Il lavoro è sempre più un’emergenza nel nostro Paese, come hanno evidenziato gli ultimi dati Istat diffusi martedì. E il lavoro, secondo Matteo Renzi, è la madre di tutte le battaglie. Dopo l’ottimo risultato ottenuto alle elezioni europee, il Premier si prepara a rimettere in moto la macchina delle riforme. Il decreto Poletti è già stato convertito in legge e, attraverso il disegno di legge delega, l’esecutivo potrà presto dare forma all’annunciato Jobs Act, uno dei cavalli di battaglia del segretario del Pd.
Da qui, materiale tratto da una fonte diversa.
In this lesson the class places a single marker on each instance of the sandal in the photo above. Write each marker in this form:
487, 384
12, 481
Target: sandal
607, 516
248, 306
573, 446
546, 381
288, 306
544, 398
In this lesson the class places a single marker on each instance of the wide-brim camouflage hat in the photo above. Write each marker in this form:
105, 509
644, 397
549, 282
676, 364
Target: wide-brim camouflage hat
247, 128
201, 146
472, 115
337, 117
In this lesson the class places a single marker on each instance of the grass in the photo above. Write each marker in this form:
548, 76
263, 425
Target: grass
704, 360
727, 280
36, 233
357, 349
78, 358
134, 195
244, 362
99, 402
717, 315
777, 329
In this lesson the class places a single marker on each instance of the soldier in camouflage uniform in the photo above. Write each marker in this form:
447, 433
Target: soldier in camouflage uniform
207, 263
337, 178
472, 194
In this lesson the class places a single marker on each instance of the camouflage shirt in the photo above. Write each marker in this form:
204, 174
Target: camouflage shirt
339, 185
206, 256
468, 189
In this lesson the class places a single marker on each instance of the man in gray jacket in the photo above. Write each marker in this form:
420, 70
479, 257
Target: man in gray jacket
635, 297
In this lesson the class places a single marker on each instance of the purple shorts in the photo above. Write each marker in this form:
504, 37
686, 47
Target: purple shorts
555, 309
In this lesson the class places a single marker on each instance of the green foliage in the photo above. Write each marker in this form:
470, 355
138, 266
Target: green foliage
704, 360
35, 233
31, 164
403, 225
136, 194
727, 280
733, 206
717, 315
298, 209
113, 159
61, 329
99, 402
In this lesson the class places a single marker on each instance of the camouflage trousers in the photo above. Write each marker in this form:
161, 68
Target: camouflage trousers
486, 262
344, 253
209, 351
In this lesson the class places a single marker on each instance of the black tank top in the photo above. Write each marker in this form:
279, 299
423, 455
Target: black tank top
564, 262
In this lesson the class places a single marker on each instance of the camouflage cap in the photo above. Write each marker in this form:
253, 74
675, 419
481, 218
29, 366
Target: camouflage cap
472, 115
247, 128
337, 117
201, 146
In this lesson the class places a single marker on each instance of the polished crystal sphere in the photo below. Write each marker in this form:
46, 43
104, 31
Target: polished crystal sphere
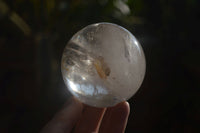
103, 64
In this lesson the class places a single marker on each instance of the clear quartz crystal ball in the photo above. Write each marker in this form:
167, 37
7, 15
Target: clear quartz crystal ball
103, 64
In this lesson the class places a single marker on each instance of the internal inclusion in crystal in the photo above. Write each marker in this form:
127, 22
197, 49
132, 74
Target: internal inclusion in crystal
103, 64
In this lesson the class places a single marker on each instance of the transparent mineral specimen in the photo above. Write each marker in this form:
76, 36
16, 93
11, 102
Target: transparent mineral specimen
103, 64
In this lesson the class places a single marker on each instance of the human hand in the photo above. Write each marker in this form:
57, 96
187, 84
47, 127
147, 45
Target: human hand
78, 118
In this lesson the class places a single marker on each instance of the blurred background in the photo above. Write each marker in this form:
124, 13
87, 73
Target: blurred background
33, 34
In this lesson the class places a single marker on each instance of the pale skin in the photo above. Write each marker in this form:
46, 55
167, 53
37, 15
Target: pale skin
76, 117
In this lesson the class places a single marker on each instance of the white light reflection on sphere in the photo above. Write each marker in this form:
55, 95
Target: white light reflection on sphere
103, 64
Abbiamo fatto il punto della situazione con Stefano Colli-Lanzi, Ceo di Gi Group e Presidente di Gi Group Academy.



L’esito del voto europeo potrebbe spingere Renzi a proseguire il percorso di riforma del mercato del lavoro. Come giudica per il momento il Jobs Act?

Credo che siamo di fronte a una nuova opportunità per compiere un percorso in grado di rendere maggiormente organico il nostro mercato del lavoro. Di certo ci si sta muovendo verso una maggior flessibilità, eliminando complicazioni e incertezze e spingendo così il Paese verso una ripresa economica. Vorrei sottolineare che la flessibilità verso cui ci si muove è “buona”, cioè è combinata con una sicurezza per imprese e persone, facilitando l’abbandono e il contrasto all’utilizzo di strumenti di flessibilità impropria, quella che, se mal utilizzata, genera la vera precarietà (collaborazioni, contratti a progetto, false partita Iva, associazioni in partecipazione, ecc.).



Lei ha parlato di eliminazione di complicazioni e incertezze. Su quali punti in particolare?

L’eliminazione della causale dalla somministrazione a tempo determinato e dal lavoro a termine ridurrà sensibilmente il numero di contenziosi inutili. Inoltre, le nuove norme sull’apprendistato ne dovrebbero rendere più facile l’utilizzo, così che possa diventare finalmente il contratto di inserimento dei giovani nel mondo del lavoro.

Durante l’iter di conversione in legge, il decreto Poletti è stato modificato più volte sul punto delle proroghe consentite nel contratto a termine, passate dalle otto originarie per ogni singolo contratto a termine alle cinque complessive nell’arco dei 36 mesi del testo finale. Cosa ne pensa?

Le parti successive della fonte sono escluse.